Lifesaving drugs like insulin and Epi-pens, the medical counter to life-threatening allergic reactions, have run multiple times the cost in America compared to other countries, partly under the government’s shelter of patents and protection from foreign competition. Many of us are alive by the grace of our pharmaceutical industries. But our gratitude is tempered by seeing the massive infusion of pharmaceutical money pouring into our political process, and a suspicion something is expected in return. And we suspect our elected officials deliver.

Recently a Supreme Court justice drew attention for real estate deals, gifts of pricey tuition assistance and luxurious vacations given by a real estate developer. A former presidential candidate paid his wife over $100,000 from campaign contributions for consulting services picking out china and floral arrangements for a banquet. Is all of Washington on the take, we wonder?

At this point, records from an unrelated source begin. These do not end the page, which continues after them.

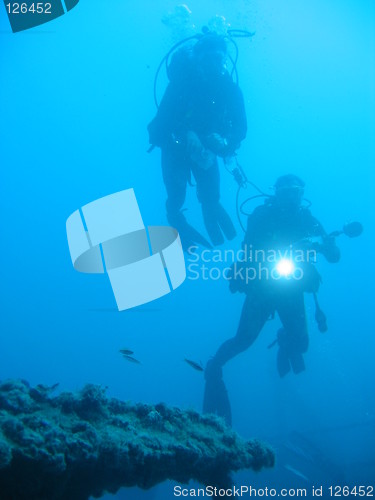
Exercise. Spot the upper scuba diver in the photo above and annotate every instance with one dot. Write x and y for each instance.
(282, 226)
(201, 117)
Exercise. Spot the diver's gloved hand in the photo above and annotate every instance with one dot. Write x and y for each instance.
(203, 157)
(218, 144)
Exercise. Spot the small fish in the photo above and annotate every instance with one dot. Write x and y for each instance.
(296, 472)
(131, 359)
(193, 364)
(127, 352)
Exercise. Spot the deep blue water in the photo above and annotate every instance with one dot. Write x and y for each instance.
(75, 97)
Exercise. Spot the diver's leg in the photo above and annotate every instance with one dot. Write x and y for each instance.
(253, 317)
(293, 337)
(216, 399)
(215, 217)
(176, 174)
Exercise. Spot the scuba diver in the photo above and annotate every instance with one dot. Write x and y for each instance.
(281, 227)
(201, 117)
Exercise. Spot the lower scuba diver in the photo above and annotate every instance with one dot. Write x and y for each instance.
(283, 226)
(201, 117)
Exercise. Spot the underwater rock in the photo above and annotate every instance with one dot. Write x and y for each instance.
(74, 446)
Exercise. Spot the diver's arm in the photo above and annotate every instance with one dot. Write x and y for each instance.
(236, 126)
(328, 246)
(256, 228)
(238, 121)
(161, 128)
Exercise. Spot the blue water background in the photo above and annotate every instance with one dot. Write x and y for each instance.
(76, 95)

In fact, a distrust of government has helped fuel the current national divisiveness over political, social and economic issues. Government is the problem, proclaimed a presidential candidate some years back. It helped him get elected. Going to Washington to drain the swamp has become a hollow but popular campaign promise. It feeds the notion that government isn’t trustworthy. And it helps people get elected. So has cutting taxes, by politicians who, once elected, cut taxes but merely continue budgetary excesses by deficit spending.

Perhaps the greatest threat to trust is artificial intelligence. It has advanced far beyond computers winning chess matches against masters in years past. Today it can write credibly, mimic human voices, and manipulate visual imagery. Educators will soon wonder if term papers are written by students or an artificial intelligence service a block off campus selling them for $50. Three hundred people in a German congregation recently heard a sermon written by an AI program and delivered on screen by a computer-generated avatar. The maker of audio and video tape years back advertised, “Is it real, or is it Memorex?” We’ll soon be asking the same about what we hear, what we read, and what we see. The potential for good use of artificial intelligence is immense, but it is equaled by its potential for deception. Not just mischievous trickery, but destructive or criminal deceit.

We can’t survive as a society or species without trust. It will never disappear, but it should never again be blind. Living into a future fraught with opportunity for deception, we do well to remember the old Russian proverb: “Trust, but verify.”